VWE-2017-3734 Printable Version
This page is a chapter in Info Known Vulnerabilities
The versions listed below are known to be affected by this issue. If you are using one of those versions, you should update to a newer release that has no known vulnerabilities.
Common Name None VWE-ID VWE-2017-3734 Related Report #5040 Severity LOW Exploit Difficulty EASY Platform Affects all platforms supported by the vulnerable versions. Description Phishing. Using some BB-Code options, users can place content outside posts and other messages. For example, a user can place an invisible link over legitimate site navigation links and direct users to another web site that looks like a legitimate login page.

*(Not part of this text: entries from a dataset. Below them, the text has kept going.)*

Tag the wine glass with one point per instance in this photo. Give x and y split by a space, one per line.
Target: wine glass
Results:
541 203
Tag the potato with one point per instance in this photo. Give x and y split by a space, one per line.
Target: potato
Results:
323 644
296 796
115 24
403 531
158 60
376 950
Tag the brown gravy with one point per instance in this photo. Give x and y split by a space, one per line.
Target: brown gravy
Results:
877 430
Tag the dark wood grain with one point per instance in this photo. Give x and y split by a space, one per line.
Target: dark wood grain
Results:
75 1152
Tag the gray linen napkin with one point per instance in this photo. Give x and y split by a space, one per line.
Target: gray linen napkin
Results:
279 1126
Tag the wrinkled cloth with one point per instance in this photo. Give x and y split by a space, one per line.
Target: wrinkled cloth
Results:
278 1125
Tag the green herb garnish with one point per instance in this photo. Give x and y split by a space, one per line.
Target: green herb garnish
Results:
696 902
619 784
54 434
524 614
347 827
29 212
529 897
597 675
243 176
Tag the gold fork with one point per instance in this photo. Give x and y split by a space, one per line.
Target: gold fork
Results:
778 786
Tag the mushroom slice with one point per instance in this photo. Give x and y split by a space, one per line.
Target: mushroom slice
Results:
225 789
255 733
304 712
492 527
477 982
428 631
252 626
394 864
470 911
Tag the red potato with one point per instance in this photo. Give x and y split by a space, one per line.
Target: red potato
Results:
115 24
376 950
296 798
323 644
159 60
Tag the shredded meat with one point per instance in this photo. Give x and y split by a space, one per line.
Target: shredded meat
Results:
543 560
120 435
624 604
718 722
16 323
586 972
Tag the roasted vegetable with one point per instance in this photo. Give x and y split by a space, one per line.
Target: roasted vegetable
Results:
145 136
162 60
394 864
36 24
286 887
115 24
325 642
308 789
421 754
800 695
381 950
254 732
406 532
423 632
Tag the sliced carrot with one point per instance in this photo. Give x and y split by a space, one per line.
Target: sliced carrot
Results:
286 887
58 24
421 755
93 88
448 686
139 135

Does not affect Lite versions.
Discovered May 2, 2017 Resolved May 16, 2017 Patches Available 4.0.17 Patch Level 2
4.0.16 Patch Level 3
4.0.15 Patch Level 7
4.0.14 Patch Level 10
4.0.13 Patch Level 10
4.0.12 Patch Level 11
4.0.11 Patch Level 11
Notes
The patch hides content that flows outside permitted content boxes and makes it more difficult for users to achieve this effect using BB-Code alone. However, users are still permitted to post content in non-standard places, such as header integrations, sidebar blocks, etc.
Phishing attacks are always possible as long as users can post links on your web site, although they may be less effective when the links appear within the visual bounds of a user's post. Phishing vulnerabilities are considered mitigated if it is clear that a user posted the link or the link otherwise appears in the content-area of the page. In many cases, the only real defense against such attacks is vigilance by the victim -- making sure that the address bar still represents the expected site.